Karimun (Humas) – Kepala Kantor Kementerian Agama Kabupaten Karimun Drs. H. Afrizal mengingatkan kepada peserta Kursus Pra Nikah bahwa semua perkawinan harus tercatat di Kantor Urusan Agama (KUA). 

Hal ini disampaikan H. Afrizal kepada 22 pasang calon pengantin yang sedang mengikuti Kursus Pra Nikah yang dilaksanakan oleh oleh Badan Penasehat Pembinaan dan Pelestarian Perkawinan (BP4) Kabupaten Karimun, Rabu (4/11/2015) di Aula Kantor Kemenag Kabupaten Karimun.

“Tiap-tiap  perkawinan harus dicatat menurut peraturan perundang-undangan yang berlaku. Demikian ditegaskan dalam Undang-undang Nomor 1 Tahun 1974 tentang Perkawinan Pasal 2 ayat 2, dan bagi kita yang muslim harus tercatat di Kantor KUA,” terangnya.

Tentang keharusan tercatatnya perkawinan ini juga ditegaskan dalam Kompilasi Hukum Islam Bab II pasal 5 yang menytakan: Agar Terjamin Ketertiban Perkawinan Bagi Masyarakat Islam Setiap Perkawinan Harus Dicatat. Pencatatan Perkawinan Tersebut Dilakukan Oleh Pegawai Pencatat Nikah Sebagaimana Yang Diatur Dalam Undang-Undang No. 22 Tahun 1946 Jo Undang-Undang No. 32 Tahun 1954.

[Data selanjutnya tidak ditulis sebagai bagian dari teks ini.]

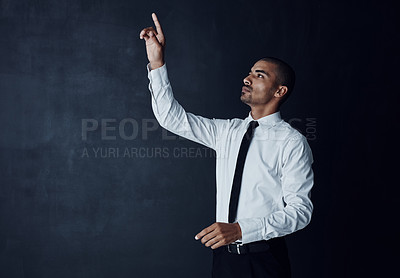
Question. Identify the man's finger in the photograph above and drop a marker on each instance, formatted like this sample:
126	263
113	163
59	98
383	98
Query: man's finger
157	24
212	241
209	236
146	31
204	232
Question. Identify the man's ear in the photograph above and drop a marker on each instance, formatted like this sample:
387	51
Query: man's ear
282	90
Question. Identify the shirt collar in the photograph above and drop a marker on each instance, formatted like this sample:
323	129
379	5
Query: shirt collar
270	119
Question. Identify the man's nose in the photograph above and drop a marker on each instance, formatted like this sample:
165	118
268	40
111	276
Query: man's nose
246	81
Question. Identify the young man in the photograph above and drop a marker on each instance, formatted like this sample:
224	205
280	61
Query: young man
264	174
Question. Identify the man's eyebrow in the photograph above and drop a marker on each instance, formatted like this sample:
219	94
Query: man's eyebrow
266	73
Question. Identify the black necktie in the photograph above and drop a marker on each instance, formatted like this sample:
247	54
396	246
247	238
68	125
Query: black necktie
237	179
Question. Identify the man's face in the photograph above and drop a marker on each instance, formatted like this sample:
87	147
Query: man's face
260	84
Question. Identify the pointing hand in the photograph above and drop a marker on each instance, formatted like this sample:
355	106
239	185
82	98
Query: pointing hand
155	43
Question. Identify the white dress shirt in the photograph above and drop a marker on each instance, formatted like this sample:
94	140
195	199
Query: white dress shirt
277	178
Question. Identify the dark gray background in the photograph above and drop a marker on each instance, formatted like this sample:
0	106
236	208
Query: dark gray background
68	215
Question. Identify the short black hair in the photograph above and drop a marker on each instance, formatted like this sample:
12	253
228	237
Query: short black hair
284	73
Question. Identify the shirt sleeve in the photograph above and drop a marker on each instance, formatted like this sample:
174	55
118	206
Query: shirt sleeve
172	116
297	181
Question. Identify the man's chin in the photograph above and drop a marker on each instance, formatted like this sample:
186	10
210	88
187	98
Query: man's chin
245	99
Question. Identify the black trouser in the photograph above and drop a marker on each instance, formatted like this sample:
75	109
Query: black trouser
272	263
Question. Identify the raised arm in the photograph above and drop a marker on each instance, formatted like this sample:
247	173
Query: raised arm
169	113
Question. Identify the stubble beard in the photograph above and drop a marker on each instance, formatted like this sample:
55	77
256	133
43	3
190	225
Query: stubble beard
246	98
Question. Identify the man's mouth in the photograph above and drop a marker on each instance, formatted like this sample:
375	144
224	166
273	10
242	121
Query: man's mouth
245	90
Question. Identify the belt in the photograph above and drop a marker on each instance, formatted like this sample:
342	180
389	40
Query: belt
252	247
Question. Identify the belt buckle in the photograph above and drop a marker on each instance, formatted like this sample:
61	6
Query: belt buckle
237	246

“Untuk memenuhi ketentuan tersebut maka setiap perkawinan harus dilangsungkan di hadapan dan di bawah pengawasan pegawai pencatat nikah. Dengan demikian perkawinan yang dilakukan di luar pengawasan pegawai pencatat nikah tidak mempunyai kekuatan hukum.” Tegasnya.

Dalam Undang-undang Nomor 1 Tahun 1974 tentang Perkawinan, dijelaskan juga bahwa perkawinan adalah sah apabila dilakukan menurut hukum masing-masing agamanya dan kepercayaannya itu.

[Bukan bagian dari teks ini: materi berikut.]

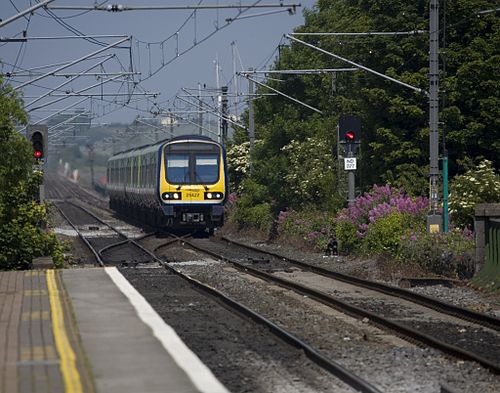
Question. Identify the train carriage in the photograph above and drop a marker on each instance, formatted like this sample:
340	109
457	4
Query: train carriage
179	183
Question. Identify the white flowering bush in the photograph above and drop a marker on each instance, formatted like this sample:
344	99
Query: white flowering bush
238	164
478	185
310	176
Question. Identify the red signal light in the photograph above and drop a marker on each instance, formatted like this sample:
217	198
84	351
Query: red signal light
350	136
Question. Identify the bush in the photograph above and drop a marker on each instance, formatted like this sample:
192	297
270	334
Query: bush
21	218
373	221
252	209
384	234
259	217
478	185
450	254
312	227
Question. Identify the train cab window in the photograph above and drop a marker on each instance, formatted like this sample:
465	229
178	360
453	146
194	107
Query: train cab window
192	163
206	168
178	168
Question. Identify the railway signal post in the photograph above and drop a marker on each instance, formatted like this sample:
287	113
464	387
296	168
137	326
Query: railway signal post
349	134
38	136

Pengertian perkawinan, lanjut H. Afrizal menurut undang-undang tersebut adalah ikatan lahir batin antara seorang pria dan seorang wanita sebagai suami istri dengan  tujuan  membentuk keluarga (rumah tangga) yang bahagia dan kekal berdasarkan Ketuhanan Yang Maha Esa.

“Sementara menurut Kompilasi Hukum Islam, perkawinan menurut hukum Islam adalah pernikahan, yaitu akad yang sangat kuat atau miitsaaqan ghaliizhan untuk menaati perintah Allah dan melakukannya merupakan ibadah.” terangnya.

Ia melanjutkan bahwa syarat-syarat perkawinan pertama, Perkawinan didasarkan atas persetujuan kedua calon mempelai. Dan kedua, untuk melangsungkan perkawinan seorang yang belum mencapai umur 21 (dua puluh satu) tahun harus mendapat izin kedua orang tua, hal ini sebagaimana disebutkan Undang-undang Nomor 1 Tahun 1974 bab 2 Pasal 6.

“Perkawinan hanya diizinkan bila pihak pria mencapai umur 19 (sembilan belas) tahun dan pihak wanita sudah mencapai usia 16 (enam belas) tahun. Dalam hal pasangan belum mencapai umur tadi maka dapat minta dispensasi kepada Pengadilan Agama.” Lanjutnya.